Adoration mensuelle : une expérience apaisante

C’est la rentrée, non seulement celle des classes mais aussi en ce premier mardi du mois, de la prière du soir. Dans notre église millénaire, dédiée à Notre-Dame, un couple motivé nous propose une fois par mois de quitter en soirée notre nourrice électronique. Oui quitter pendant une demi-heure, notre lucarne sur le monde de la violence souvent, des mauvaises nouvelles où les morts s’accumulent, de l’agitation permanente pour faire le calme en nous, pour retrouver un sens profond, celui d’être vivant. Se tourner à nouveau vers celui dont nous essayons de partager le plus souvent possible la parole, l’attitude en ouverture vers nos proches, notre entourage.

Depuis longtemps déjà, l’agitation nous conduit par le nez vers des objectifs éphémères, futiles. Alors pourquoi pas se poser un petit moment et se tourner vers l’autel où selon la tradition ancienne et chrétienne la Sainte Hostie est exposée dans l’ostensoir.

Entrer dans la louange pour tout ce qui nous est donné gratuitement. Prendre conscience de sa présence, non seulement là devant sur l’autel, mais aussi en nous.

L’église, en cette rentrée de Septembre est lumineuse, un nouvel éclairage a effacé l’atmosphère assez sombre de la grande nef pour lui donner un éclat neuf.

Nous sommes une petite dizaine de paroissiens, à avoir fait ce choix d’accompagner notre pasteur pour ce moment de louange à la fois silencieuse et musicale quand notre guitariste accompagne l’un ou l’autre chant.

Le temps prend une autre dimension, l’apaisement se met en place rapidement après le rituel d’entrée qui en ouvre l’exposition.

Un ostensoir neuf, sobre, couleur cuivre jaune, entoure l’hostie.

Peu à peu mes yeux se fixent sur les reflets visibles sur l’objet, de ce nouvel éclairage.

Surprise, comme deux yeux me regardent, deux traits lumineux, reflets des deux rangées de luminaires.

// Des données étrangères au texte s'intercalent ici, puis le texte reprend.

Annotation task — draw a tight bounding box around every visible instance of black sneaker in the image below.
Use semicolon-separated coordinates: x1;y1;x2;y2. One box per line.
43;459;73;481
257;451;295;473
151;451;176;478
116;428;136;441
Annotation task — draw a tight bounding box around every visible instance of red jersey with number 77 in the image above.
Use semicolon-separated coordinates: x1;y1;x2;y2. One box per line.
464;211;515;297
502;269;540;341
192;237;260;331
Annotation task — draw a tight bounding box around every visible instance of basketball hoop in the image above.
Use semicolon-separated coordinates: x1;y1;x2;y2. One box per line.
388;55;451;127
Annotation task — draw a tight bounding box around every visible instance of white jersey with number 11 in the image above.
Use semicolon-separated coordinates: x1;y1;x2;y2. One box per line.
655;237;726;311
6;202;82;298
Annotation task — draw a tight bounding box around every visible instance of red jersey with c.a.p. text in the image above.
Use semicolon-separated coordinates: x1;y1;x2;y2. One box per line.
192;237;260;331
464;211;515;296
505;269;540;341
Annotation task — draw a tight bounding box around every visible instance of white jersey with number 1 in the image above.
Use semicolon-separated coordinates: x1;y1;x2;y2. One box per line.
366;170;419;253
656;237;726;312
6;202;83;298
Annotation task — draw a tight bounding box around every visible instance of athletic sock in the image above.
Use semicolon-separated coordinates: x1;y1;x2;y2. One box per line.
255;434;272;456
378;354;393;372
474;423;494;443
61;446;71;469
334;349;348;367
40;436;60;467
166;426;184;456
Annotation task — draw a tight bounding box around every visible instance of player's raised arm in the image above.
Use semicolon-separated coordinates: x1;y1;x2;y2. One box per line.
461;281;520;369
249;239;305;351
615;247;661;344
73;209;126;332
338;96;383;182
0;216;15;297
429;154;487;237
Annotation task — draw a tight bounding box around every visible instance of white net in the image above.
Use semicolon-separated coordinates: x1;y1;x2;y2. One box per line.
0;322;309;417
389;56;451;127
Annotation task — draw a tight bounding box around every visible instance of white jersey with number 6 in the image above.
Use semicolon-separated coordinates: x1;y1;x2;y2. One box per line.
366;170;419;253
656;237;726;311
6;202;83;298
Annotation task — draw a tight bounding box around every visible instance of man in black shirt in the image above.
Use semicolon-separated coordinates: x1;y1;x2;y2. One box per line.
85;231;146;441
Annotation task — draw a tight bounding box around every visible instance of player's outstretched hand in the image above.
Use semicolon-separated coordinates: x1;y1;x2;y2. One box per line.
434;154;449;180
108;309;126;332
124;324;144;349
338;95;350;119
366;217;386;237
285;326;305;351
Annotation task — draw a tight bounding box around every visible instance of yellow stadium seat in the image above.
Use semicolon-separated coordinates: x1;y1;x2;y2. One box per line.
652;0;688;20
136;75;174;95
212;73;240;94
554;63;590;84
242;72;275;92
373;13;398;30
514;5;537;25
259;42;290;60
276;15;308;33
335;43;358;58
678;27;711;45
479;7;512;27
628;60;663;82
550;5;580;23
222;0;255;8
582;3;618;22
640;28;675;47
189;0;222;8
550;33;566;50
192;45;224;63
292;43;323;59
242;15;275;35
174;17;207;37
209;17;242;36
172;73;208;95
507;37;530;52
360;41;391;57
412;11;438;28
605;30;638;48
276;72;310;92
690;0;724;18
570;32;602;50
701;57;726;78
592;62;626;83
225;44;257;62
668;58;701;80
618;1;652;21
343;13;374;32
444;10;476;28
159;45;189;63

Mon mental est déconnecté, je suis dans un autre monde, celui du dialogue avec ce symbole rempli de lumière. Ce n’est pas un miracle, bien sûr, c’est un reflet mais je lui donne un sens. Et si le seigneur voulait par ce jeu de lumière improbable, me faire un signe, pour me convaincre du Mystère qu’il est, qu’il a toujours été.

Un lien plus fort s’est établi entre nous et le Mystère de sa présence bienveillante, aimante qui me soutient dans les moments que j’ai à traversés.

Petit clin d’œil de l’environnement qui m’encourage à l’ouverture du cœur, à l’acceptation de ce qui pourrait être le sens de ce reflet. Loin du rejet mental trop souvent systématique.

Ouvrir les yeux, ne plus être aveugle à sa présence, dont les textes sacrés parlent, qu’ils soient épitres, évangiles ou psaumes.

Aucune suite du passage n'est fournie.